These faults were numerous and I had a team of girls doing nothing but rectify them after I had discovered the cause of the problems. On average, some 25 sets passed through my hands each day. At that time the working day was from 8.00am to 6.00pm with a break at lunch-time. We worked a six-day week, having Saturday off one week and Sunday off the next.
For a short period I wa a member of the Home Guard (formerly known as the Local Defence Volunteers (or L.D.V.) - and many years after the war had ended - as "Dad's Army"). After a full day's work I didn't take too kindly to being marched up and down, trying to master the dreadful Sten gun (just spot-welded together!) and being shouted and screamed at by probably well-meaning NCOs. The only satisfaction I had at that time was that I was the only member of the group with a knowledge of the Morse code. However, this did not go down very well with the NCOs!
A colleague of mine at work had been an amateur radio operator before the war, and he and I often discussed radio and the use of Morse code. One day he asked me what my Morse reading speed was. "Don't know", I replied, "I've never tried to use it". So, for the next few weeks, during the lunch breaks, I had tuition in the art of reading the code and writing down text he sent to me in Morse from the daily newspaper.
Finally I could copy some 18 words per minute using block capital letters. He said that perhaps I could assist the war effort in some better way, in my spare time, rather than being a somewhat reluctant part-time soldier. "How?" I asked, but got no reply at all - except "Wait and see".

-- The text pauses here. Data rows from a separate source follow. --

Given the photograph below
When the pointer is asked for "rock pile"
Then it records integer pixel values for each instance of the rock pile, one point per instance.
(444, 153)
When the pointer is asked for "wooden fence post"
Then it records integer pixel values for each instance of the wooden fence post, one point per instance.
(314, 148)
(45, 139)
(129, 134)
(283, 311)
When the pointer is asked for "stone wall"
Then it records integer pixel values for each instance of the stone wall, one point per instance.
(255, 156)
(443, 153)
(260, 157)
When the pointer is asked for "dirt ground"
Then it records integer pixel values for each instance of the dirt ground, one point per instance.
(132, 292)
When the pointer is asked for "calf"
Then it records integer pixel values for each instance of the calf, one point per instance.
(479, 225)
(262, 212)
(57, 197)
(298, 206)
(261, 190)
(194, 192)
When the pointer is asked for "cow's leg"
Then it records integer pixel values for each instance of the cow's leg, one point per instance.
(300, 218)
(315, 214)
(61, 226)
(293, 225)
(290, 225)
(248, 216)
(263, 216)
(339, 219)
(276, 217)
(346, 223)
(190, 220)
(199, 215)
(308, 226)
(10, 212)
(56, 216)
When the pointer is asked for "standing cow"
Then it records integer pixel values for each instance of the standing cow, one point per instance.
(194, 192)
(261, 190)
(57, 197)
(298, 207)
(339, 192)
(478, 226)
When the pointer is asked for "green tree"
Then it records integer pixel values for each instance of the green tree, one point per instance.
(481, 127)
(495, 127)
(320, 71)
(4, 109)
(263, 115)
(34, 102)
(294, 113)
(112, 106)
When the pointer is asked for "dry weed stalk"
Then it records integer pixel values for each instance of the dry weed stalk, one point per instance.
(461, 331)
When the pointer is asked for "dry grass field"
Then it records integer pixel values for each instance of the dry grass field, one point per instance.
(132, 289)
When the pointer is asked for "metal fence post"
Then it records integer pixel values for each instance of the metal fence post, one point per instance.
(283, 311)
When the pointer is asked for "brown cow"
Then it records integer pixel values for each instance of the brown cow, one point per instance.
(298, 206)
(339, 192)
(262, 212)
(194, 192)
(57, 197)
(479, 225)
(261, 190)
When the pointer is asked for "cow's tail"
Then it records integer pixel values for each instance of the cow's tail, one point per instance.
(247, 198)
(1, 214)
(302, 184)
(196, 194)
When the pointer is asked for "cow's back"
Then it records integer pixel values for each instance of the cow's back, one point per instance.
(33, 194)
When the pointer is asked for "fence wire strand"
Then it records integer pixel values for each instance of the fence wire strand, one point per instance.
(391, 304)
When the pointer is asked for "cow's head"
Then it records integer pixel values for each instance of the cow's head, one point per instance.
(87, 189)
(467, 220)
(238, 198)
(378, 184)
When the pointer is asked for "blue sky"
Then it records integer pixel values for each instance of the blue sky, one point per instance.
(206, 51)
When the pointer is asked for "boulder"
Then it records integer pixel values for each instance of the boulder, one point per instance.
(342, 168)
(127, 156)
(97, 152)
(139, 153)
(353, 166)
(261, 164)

However, some time later (on one of my Saturday's off) there appeared at the front door a bowler hat, rolled up umbrella and a dark suit - a figure of authority - asking for me! My parents were agog! (what had I been up to?). In those days the front room, or parlour, was only used for special occasions and that was where we talked. First, he said, I must sign this 'bit of paper' - "The Official Secrets Act". This scared me - what had I let myself in for? Questions about where my parents and grandparents were born followed, and then I was asked about my politcal opinions. Anyway, he said nothing about where he was from -
I could only guess!
The next day (Sunday) I went to work, and of course first thing, found my radio friend and related what had happened. "That's what I expected would happen at some time" was all I got out of him. Still none the wiser! A few weeks later I received a parcel through the post which included a letter telling me that I had been accepted as a member of the Radio Security Service (RSS) and that I was now a Voluntary Interceptor (VI). My work would be General Search (GS) and I had been allocated the part of the radio spectrum between 7.0 and 7.5 Mc/s (now MHz) to monitor, listening for any Morse code signals. There were also several pads of 'SIGNALS HEARD' log sheets which had columns for writng in the date, time, frequency, callsign and any text sent from any received signals. Also, there were some pads of 'MESSAGE FORM' sheets which had provision for writing the text of the actual message intercepted (that is, received) by me.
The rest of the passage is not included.